Today’s Tribune has a pair of stories related to WBEZ’s decision to eliminate music programming in January. The better of the two is a fascinating profile of long-time jazz DJ Dick Buckley, 82, whose deep knowledge of early jazz remains unparalleled in town. According to the article, station management recently proposed a one-hour jazz program that would be cohosted by Buckley and fellow jazz personality Dan Bindert. But like an increasing amount of the station’s programming, music would be secondary to yapping — in the form of interviews with “jazz artists, aficionados, and historians.” Buckley says he “isn’t thrilled” with the idea.
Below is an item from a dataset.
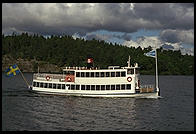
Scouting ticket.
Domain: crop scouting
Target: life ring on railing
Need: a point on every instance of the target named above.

The other story examines the efforts of Mike Widell and Hillel Frankel, who’ve organized the websites savethemusiconwbez.org and boycottwbez.com as desperate measures to force the station to retain its music programming. Unsurprisingly, their efforts have fallen on deaf ears at WBEZ, which has been strangely tight-lipped and vague about its future plans. (Although since making its announcement about the cessation of music programming last spring, the station has decided to keep some vestige of Passport, its world music show, and the aforementioned jazz program.) From what little station management has said about music’s role at the station starting next year, it seems that the proposed jazz show will be the template — discussions and stories about music and musicians rather than music itself.
While there’s certainly a place for such broadcast journalism, this decision seems to imply that straight music programming is too sophisticated or too boring for listeners. That’s a rather sad assessment, and it only seems to bolster the station’s arrogance as an arbiter for good taste — something WBEZ has not exactly excelled at with music programming over the last decade.